6. The Westminster Standards
The term "offer" or "free offer" is used in the Westminster Standards (Westminster Confession of Faith VII/III; Larger Catechism Ans. 32, 63, 68; Shorter Catechism Ans. 31 and 86).
The Larger Catechism puts it beyond doubt that the term is used in reference to non-elect persons; "...who, for their wilful neglect and contempt of grace offered to them, being justly left in their unbelief, do never truly come to Jesus Christ" (Larger Catechism Ans. 68).Attempts have been made of late to rob the term "free offer" of much of its real meaning, as if it meant no more that "present" or "exhibit" (see H. Hanko, Protestant Reformed Journal Nov. 1986, pp. 16f). The intended meaning is far more than this. Anyone wishing to catch the true meaning of these terms and the general outlook of the Puritan period should read the "Sum of Saving Knowledge" drawn up by David Dickson and James Durham and often printed along with the Westminster Confession and Catechisms, no doubt due to its claim to be "A Brief Sum of Christian Doctrine contained in the Holy Scriptures, and holden forth in the foresaid Confession of Faith and Catechisms". The section on "Warrants to Believe" and its handling of Isaiah 55/1-5 and 2 Cor. 5/19-21 are especially noteworthy and the many references to God's promises, offers of grace, sweet invitations, loving requests etc.

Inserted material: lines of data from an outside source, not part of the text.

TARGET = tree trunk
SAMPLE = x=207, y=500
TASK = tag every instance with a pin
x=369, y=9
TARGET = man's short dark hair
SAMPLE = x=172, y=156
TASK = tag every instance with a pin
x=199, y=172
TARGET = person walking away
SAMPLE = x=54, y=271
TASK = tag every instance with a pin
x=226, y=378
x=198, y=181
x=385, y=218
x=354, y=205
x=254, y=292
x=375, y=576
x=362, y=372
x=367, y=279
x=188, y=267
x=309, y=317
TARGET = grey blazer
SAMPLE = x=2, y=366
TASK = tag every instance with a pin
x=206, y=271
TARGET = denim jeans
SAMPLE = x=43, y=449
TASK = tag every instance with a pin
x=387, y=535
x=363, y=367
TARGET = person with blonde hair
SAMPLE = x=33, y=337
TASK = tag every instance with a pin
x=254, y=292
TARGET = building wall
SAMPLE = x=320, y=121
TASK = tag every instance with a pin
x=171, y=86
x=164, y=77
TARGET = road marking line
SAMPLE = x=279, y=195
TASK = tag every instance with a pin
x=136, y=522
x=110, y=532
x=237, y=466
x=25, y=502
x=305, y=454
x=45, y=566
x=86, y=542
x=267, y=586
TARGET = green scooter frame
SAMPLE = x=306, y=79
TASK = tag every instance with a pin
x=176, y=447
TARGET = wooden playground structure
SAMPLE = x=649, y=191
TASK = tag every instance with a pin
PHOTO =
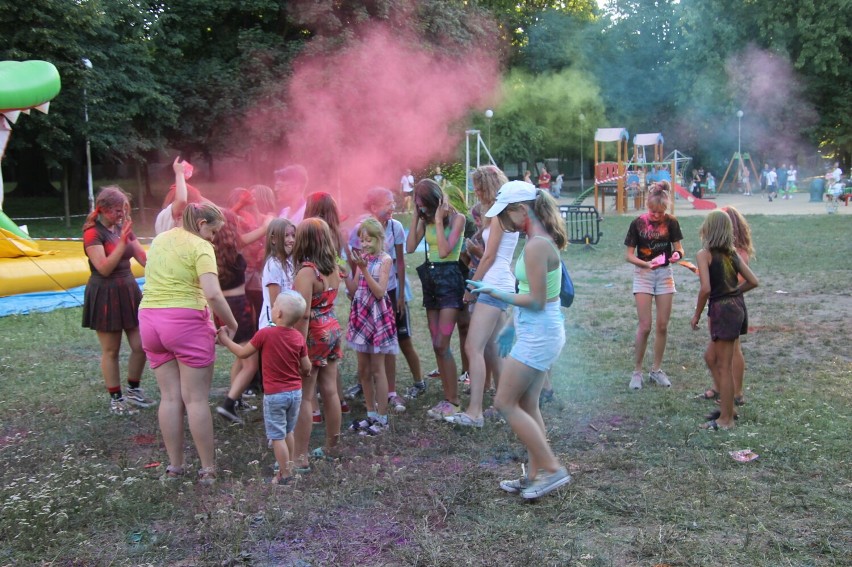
x=623, y=179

7. Submission to Scripture
Do you have difficulty reconciling the genuine overtures of the Gospel with the truth of God's sovereign election and predestination? To allow any such difficulty to cause you to reject the plain Biblical testimony to the reality of these gracious overtures is to bow down to the false humanistic god of the finality of human reason and is the very antithesis of true Biblical Calvinism. Whilst all of God's Word is reasonable, our powers of reason are those of a finite and fallen creature. We must lean upon the words that have proceeded out of the mouth of God. It is fallen man's pride in his own reason causing him to heed again the words of the serpent, "Hath God said?" (Gen. 3/1).
Let us glorify God and say, "I esteem all thy precepts concerning all things to be right" (Psalm 119/128).